“Mind the gap,” warned the soothing overhead voice and the subway train’s doors closed. “Mind the gap” has become a refrain that that brings smiles, a nod, and a wink between me and my son. The phrase has become a reminder to me that stepping outside my comfort zone offers many rewards.
My son and I had planned his high school graduation European vacation for over five years, but as the time drew near the thrill of the unexpected simmered inside me. My son and I road trip a lot, so we are both old pros at how to plan–but the traveling in our own country, even if across state lines, is easy compared to the planning it takes for overseas travel. We knew enough of how to plan so we could add or cut from our itinerary on the go. Our planes, trains, and hotels were booked. A list of places to visit at each of our destinations with maps were packed. We had a list of banks that affiliate with our bank from each country on our visit. We had electric socket adapters and backpacks and neck wallets. We plotted ways to find WiFi hot spots along our routes. We planned and planned and planned. But it was the unexpected finds that made our trip memorable.
As we touched down in at Heathrow, we both felt a little intimidated by the thought of going through customs, procuring sterling so we’d have a little cash on hand, and figuring out how to get on the Tube. Within a hour, we found our fears to be for naught. With Oyster Cards in hand, we boarded the underground train toward our destination–the Tower of London. Our hotel was a block inland from the Tower and Tower Bridge. And the view from the Sky Lounge was fantastic–a hidden find that my legal-drinking-age-in-Europe son enjoyed almost as much as I did.

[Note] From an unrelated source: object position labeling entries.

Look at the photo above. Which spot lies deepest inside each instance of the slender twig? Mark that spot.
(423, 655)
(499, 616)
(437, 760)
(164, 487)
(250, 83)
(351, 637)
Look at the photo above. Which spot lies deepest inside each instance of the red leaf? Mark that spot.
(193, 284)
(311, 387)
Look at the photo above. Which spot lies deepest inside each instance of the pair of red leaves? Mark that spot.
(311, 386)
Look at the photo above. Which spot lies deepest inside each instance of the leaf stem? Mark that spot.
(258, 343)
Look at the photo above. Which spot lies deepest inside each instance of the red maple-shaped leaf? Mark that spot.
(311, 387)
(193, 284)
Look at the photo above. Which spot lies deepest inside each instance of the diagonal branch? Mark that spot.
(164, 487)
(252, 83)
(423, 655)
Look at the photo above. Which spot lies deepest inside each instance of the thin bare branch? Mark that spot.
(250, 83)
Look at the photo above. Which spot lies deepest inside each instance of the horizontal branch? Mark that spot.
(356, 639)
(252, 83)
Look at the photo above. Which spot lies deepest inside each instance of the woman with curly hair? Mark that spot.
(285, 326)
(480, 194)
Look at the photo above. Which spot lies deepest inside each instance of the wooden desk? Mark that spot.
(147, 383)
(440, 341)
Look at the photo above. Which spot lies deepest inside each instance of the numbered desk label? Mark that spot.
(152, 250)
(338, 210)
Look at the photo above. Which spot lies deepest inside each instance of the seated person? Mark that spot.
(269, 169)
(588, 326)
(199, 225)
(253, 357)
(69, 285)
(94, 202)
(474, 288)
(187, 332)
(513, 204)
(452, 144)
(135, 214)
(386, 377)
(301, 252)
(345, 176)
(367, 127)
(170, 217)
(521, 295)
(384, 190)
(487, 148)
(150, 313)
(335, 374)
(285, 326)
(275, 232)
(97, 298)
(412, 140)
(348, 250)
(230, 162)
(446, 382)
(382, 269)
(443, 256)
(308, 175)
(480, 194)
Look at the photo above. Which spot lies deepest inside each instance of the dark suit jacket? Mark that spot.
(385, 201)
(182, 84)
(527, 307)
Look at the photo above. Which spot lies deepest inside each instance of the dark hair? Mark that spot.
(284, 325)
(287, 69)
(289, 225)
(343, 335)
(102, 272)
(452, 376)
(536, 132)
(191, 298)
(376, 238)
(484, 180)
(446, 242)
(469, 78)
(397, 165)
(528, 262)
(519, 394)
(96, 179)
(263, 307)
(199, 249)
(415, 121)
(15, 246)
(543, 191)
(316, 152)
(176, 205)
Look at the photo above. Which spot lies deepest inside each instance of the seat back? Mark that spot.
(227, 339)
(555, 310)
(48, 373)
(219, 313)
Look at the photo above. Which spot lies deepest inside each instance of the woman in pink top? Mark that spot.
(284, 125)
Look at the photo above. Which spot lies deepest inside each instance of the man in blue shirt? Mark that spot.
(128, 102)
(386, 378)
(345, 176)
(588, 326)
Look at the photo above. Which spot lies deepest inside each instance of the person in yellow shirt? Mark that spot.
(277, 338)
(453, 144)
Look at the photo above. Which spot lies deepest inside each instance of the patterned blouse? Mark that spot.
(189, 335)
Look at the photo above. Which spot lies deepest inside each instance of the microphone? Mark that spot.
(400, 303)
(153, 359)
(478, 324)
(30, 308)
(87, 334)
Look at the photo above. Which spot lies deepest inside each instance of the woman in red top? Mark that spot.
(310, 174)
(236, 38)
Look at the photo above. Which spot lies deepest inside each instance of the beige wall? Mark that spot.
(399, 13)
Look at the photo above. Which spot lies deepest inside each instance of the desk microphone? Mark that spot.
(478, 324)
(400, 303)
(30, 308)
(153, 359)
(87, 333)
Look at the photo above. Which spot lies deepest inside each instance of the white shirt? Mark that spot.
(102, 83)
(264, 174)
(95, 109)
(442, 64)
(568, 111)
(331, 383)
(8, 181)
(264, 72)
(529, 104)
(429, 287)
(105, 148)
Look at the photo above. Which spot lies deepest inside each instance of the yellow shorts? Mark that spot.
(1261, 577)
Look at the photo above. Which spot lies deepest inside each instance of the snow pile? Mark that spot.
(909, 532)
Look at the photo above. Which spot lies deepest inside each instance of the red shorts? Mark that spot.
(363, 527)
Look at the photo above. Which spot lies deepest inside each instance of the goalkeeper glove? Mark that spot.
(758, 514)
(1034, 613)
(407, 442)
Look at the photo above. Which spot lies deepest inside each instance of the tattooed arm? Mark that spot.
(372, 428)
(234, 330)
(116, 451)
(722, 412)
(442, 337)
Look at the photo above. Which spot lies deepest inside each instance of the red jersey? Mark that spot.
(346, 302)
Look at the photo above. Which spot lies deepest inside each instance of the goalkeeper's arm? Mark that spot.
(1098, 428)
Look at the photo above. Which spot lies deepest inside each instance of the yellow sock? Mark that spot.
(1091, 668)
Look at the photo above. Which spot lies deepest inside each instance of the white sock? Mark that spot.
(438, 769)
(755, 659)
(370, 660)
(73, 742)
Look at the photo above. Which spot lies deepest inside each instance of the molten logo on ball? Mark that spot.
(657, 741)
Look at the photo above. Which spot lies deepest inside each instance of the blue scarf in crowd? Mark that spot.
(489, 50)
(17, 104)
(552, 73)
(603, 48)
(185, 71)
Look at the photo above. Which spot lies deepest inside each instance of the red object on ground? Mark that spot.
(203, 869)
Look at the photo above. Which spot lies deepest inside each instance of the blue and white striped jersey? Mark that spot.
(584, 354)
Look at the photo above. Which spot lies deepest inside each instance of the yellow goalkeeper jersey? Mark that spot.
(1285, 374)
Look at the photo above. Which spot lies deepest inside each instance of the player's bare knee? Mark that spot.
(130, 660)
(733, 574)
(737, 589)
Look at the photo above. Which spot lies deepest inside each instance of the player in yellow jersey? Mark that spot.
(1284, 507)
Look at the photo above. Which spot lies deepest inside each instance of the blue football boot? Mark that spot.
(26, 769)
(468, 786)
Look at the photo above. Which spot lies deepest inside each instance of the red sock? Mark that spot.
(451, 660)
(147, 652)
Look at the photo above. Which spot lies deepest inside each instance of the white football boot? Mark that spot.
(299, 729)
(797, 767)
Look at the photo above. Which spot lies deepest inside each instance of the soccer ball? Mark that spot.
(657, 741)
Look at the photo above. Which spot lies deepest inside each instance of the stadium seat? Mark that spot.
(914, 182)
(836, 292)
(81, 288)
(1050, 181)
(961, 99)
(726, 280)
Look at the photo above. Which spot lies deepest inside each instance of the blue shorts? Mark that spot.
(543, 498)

Our trek along the main road outside our hotel (East Cheap/Cannon/Fleet/Strand) provided plenty of unexpected experiences. A couple of my friends met me and my son in London for a few days. Our excursions hit the highlights of London, such as the Tower, Tower Bridge, Westminster Abbey, Buckingham Palace, and Hyde Park. We took a river cruise and walked the Millennium Bridge. We ooo’ed and ahhh’ed at St. Paul’s Cathedral, the British Museum, and Trafalgar Square. But we had the most fun when we went walkabout.
On our second morning, my son and I took off down to Strand Street where we had spied a plaque mentioning the Templar Knights the day before. We took off down the close and found the Temple Church, erected in the 1180s. My poli sci/history major son found a piece of heaven on earth down that old narrow road.
The spectacular effigies told a rich story–some of which we already were familiar, William Marshall, the first Earl of Pembroke (2nd Creation). Marshall was instrumental as a marshal/adviser to Kings Henry II, Richard I, and John. Marshall’s connection to Robin Hood legends and to the signing of the Magna Carta made finding this Temple Church worth taking an unplanned left turn down a narrow close. Along the walls in the rotunda part of the church, we found facsimiles of the Magna Carta and the Declaration of Independence. Having celebrated July 4th mere days earlier, it was refreshing to see our own country’s founding document displayed side by side with the Great Charter–to see how another country sees us, to see us through their eyes.
The Church was an amazing piece of architecture as well. Small and simple compared to Westminster, it was no less beautiful. The Gothic buttresses and stained glass windows impressed beyond measure.
By day two, having walked many, many miles (we were averaging about 15 miles per day on foot), we started to venture further away. Navigating the Tube felt natural, unlike the first time I looked dumbfounded at the map of underground tunnels. We looked forward to hearing, “Mind the gap.” We found that stepping out of our comfort zones only made our comfort zones larger–as the uncomfortable quickly became comfortable.